Wildlife documentaries have taken people into the homes of animals, plants and other non-human living creatures for years. There is nothing more extreme, breathtaking, and intricate than a film that explores the world we live in and the creatures that make it up.
Wildlife Documentary Is Really Interesting
Wildlife documentaries have taken people into the homes of animals, plants and other non-human living creatures for years. It is a way to see life in the wilderness up-close and personal. There is nothing more extreme, breathtaking, and intricate than a film that explores the world we live in and the creatures that make it up.
Typically these forms of documentaries are made for television with most airing on public broadcasting channels. However, there are the rare few that are made for the cinema and awe audiences worldwide.
Television documentaries began on BBC television with a long-running series entitled Look. The first 50-minute weekly documentary series was The World About Us, which started with a color installment from a French film-maker Haroun Tazieff that was called Volcano.
In the late 1970s and early 1980s, there were several television companies around the world that began specializing in the natural history department including the likes of ABC in Melbourne and Australia.
Wildlife documentaries feature a wide array of topics with varying series and programs. Everything from different species to the ecosystem to scientific ideas like evolution has been touched on. And while most take the scientific and educational route, others find a unique way to create an alluring and stunning documentary that is mind-boggling.
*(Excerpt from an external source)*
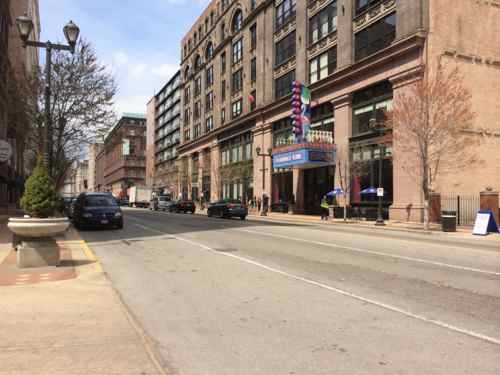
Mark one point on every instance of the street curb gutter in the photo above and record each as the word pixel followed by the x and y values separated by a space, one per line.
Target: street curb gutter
pixel 147 341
There are different ways the films are presented, although most feature a human presenter. Explanatory voiceovers are most common, but extensive interaction and confrontations with animals have become increasingly popular over the years.
Some of the most famous documentary makers and presenters include Bernhard Grzimek, David Attenborough, Richard Brock, Jeff Corwin, Marty Stouffer, and Steve Irwin. As mentioned, most films are made for TV. But some of the full-length cinematic presentations that have captivated audiences include Animals Are Beautiful People, The Living Desert, Blue Planet and March of the Penguins.
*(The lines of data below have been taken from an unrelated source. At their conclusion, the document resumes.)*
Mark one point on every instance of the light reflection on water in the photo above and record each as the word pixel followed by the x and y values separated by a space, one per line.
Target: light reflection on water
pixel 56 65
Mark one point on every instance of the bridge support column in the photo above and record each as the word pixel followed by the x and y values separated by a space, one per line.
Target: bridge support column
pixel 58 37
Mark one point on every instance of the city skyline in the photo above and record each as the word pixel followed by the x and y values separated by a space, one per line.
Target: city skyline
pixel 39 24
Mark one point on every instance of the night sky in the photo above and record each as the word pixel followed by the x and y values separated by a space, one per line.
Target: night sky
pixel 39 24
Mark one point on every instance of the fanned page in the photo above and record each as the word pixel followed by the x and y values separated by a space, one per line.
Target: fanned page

The idea of being able to see different species up close and in their environment is enthralling to many. This is what has kept wildlife documentaries going for years on end. Some are even presented as television miniseries with the most notable coming from Life series from BBC, which was written and presented by Sir David Attenborough. The series comprises of Life on Earth in 1979 for 13 episodes, The Living Planet in 1984 for 12 episodes, The Trials of Life in 1990 for 12 episodes and several other adaptations.
Wildlife documentaries continue to amaze audiences worldwide today. The most traditional style known as blue-chip programming is extremely expensive but delivers rare images. And the production of Planet Earth marked the first series to ever be made entirely in high-definition format. This is just a sign of what is to come in the future of wildlife cinematography.